Monosymptomatische Enuresis nocturna (MEN): NUR nächtliches Einnässen, tagsüber komplett trocken und symptomfrei. Häufigste Form (85%). Reifungsverzögerung, oft familiär (67% bei beiden Elternteilen betroffen, 44% bei einem Elternteil).
Nicht-monosymptomatische Enuresis (NMEN): Nächtliches Einnässen PLUS Tagessymptome (Pollakisurie, Dranginkontinenz, Miktionsaufschub, Hocksitz). Erfordert erweiterte Diagnostik (Sonografie, Uroflowmetrie, Restharn, ggf. Urodynamik).
Sekundäre Enuresis: Wiederauftreten nach mindestens 6 Monaten Trockenheit. Häufig psychisch ausgelöst (Geburt eines Geschwisterkindes, Scheidung, Mobbing, Missbrauch). Aber auch organisch möglich: HWI, Diabetes mellitus (Polyurie!), Obstipation (drückt auf die Blase).

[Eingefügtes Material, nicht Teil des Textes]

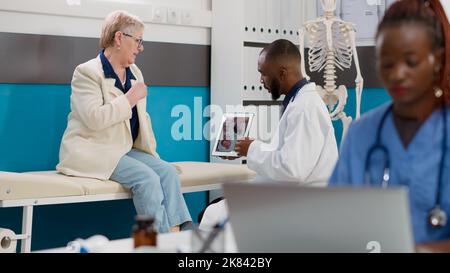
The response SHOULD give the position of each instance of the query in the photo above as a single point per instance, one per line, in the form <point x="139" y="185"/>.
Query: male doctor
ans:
<point x="303" y="149"/>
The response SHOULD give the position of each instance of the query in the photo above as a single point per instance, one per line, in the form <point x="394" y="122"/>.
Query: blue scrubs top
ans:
<point x="416" y="167"/>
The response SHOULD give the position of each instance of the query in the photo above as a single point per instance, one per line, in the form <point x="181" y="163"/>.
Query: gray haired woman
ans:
<point x="109" y="133"/>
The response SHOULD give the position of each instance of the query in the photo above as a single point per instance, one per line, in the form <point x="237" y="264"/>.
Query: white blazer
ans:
<point x="303" y="149"/>
<point x="98" y="130"/>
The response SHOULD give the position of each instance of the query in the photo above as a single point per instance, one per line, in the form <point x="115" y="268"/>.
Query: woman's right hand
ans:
<point x="137" y="92"/>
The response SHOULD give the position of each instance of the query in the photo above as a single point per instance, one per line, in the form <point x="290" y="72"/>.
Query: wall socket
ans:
<point x="186" y="17"/>
<point x="159" y="15"/>
<point x="173" y="16"/>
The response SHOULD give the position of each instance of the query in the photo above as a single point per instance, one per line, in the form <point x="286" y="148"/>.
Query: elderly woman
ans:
<point x="109" y="133"/>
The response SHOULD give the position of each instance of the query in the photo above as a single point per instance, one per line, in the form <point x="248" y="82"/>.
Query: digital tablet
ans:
<point x="234" y="126"/>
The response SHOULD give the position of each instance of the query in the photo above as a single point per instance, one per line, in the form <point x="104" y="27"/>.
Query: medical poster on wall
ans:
<point x="365" y="14"/>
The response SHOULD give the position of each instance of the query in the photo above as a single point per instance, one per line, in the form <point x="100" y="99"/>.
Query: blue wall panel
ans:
<point x="32" y="121"/>
<point x="371" y="98"/>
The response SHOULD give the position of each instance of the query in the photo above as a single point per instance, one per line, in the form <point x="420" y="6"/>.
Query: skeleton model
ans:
<point x="331" y="45"/>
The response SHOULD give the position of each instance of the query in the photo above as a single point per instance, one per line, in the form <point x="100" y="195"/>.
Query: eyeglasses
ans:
<point x="139" y="41"/>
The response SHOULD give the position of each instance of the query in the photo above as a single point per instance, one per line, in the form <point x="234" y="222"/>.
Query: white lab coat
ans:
<point x="303" y="150"/>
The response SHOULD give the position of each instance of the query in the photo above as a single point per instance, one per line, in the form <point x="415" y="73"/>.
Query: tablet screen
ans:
<point x="234" y="126"/>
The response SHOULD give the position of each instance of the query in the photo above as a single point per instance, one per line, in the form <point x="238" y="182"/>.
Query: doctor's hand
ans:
<point x="137" y="92"/>
<point x="242" y="146"/>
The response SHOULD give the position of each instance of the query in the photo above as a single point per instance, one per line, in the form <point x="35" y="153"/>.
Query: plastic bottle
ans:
<point x="144" y="233"/>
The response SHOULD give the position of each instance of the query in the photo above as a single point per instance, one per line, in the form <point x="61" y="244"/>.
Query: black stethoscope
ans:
<point x="436" y="217"/>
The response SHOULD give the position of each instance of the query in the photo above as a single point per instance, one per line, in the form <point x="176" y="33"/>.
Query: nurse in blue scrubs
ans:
<point x="407" y="141"/>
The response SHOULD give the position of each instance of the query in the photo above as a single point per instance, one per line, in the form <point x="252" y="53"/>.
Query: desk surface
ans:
<point x="167" y="242"/>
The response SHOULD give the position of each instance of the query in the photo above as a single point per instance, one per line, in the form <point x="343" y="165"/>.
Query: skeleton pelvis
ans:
<point x="334" y="99"/>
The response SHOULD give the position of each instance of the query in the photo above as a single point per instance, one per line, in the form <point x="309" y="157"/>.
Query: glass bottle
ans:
<point x="144" y="233"/>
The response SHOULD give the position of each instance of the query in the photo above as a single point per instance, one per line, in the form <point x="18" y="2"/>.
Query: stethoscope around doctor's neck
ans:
<point x="436" y="217"/>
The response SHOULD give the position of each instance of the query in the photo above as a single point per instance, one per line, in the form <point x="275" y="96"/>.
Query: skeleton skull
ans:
<point x="328" y="5"/>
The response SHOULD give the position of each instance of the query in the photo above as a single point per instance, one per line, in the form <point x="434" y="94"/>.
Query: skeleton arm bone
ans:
<point x="359" y="79"/>
<point x="302" y="52"/>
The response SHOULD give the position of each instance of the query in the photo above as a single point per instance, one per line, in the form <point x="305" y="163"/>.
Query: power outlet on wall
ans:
<point x="159" y="15"/>
<point x="173" y="16"/>
<point x="186" y="17"/>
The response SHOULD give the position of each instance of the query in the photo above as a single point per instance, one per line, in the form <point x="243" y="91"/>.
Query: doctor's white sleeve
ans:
<point x="296" y="159"/>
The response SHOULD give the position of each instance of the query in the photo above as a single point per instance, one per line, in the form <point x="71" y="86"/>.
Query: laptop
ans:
<point x="290" y="218"/>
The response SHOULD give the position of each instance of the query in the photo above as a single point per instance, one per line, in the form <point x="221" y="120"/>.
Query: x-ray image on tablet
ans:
<point x="234" y="126"/>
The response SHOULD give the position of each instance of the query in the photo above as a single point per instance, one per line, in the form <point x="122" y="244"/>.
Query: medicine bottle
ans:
<point x="144" y="233"/>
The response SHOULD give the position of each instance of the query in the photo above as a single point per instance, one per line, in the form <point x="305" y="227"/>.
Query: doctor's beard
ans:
<point x="275" y="89"/>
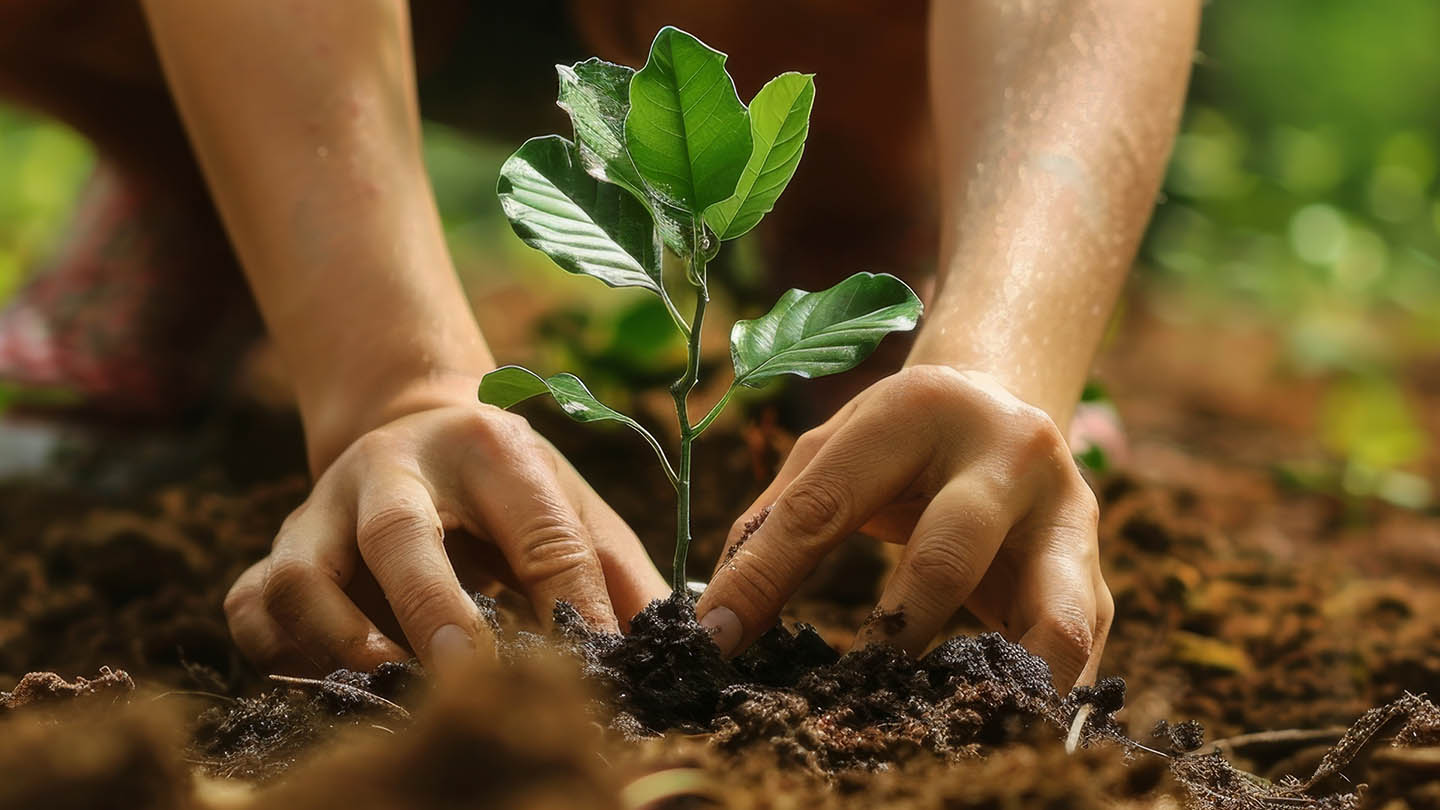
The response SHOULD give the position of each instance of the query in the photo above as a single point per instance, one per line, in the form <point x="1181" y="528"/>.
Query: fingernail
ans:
<point x="451" y="649"/>
<point x="725" y="629"/>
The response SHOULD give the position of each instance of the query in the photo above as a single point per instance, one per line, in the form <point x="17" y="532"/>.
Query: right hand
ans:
<point x="470" y="473"/>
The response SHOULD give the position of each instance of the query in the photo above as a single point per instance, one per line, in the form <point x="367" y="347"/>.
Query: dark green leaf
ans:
<point x="687" y="131"/>
<point x="585" y="225"/>
<point x="821" y="333"/>
<point x="596" y="95"/>
<point x="510" y="385"/>
<point x="779" y="121"/>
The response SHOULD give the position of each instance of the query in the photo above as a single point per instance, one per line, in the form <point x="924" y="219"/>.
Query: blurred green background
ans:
<point x="1301" y="199"/>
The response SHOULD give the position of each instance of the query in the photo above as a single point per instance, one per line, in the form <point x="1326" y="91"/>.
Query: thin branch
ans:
<point x="658" y="448"/>
<point x="700" y="427"/>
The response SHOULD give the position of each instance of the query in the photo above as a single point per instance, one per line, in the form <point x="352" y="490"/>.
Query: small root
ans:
<point x="346" y="689"/>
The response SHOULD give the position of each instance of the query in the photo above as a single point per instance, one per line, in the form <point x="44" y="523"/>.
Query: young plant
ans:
<point x="667" y="162"/>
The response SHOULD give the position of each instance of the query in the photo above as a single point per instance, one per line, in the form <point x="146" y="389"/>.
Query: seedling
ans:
<point x="668" y="163"/>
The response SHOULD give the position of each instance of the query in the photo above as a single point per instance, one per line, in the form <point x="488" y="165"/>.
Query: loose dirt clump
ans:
<point x="41" y="688"/>
<point x="258" y="738"/>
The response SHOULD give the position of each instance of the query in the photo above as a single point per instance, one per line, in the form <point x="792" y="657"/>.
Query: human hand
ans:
<point x="398" y="502"/>
<point x="978" y="486"/>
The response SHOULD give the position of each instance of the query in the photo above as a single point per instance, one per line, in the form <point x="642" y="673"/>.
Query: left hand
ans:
<point x="981" y="489"/>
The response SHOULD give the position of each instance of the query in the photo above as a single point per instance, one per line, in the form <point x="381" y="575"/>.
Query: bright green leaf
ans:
<point x="687" y="131"/>
<point x="510" y="385"/>
<point x="779" y="123"/>
<point x="585" y="225"/>
<point x="821" y="333"/>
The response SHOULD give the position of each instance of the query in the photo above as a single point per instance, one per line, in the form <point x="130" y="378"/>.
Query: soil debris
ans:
<point x="750" y="528"/>
<point x="889" y="621"/>
<point x="48" y="688"/>
<point x="259" y="738"/>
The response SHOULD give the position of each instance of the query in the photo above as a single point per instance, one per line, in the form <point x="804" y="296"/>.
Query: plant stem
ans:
<point x="710" y="417"/>
<point x="674" y="313"/>
<point x="687" y="434"/>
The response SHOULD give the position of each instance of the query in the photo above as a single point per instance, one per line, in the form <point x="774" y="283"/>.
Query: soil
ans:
<point x="1259" y="621"/>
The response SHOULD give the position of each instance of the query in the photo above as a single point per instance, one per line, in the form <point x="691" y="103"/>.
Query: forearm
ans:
<point x="304" y="118"/>
<point x="1053" y="124"/>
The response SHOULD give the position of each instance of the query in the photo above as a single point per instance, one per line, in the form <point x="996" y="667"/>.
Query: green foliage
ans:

Basisdiagnostik: Anamnese (Häufigkeit, Tagesymptome, Trinkmenge, Stuhlgang, Familienanamnese, psychosoziale Belastung). 48h-Miktions-/Trinkprotokoll. Urinuntersuchung (HWI ausschließen). Sonografie: Blasenwanddicke, Restharn, Nieren (Fehlbildung?).
Stufe 1 – Urotherapie (immer zuerst): Trinkmengenregulation (70% der Trinkmenge bis 16 Uhr, wenig abends), regelmäßige Miktion (alle 2–3h tagsüber), Obstipationsbehandlung (häufig unterschätzt!), Entlastung von Schuld und Scham (das Kind kann nichts dafür!), Kalender mit Belohnungssystem (Sonne/Wolke).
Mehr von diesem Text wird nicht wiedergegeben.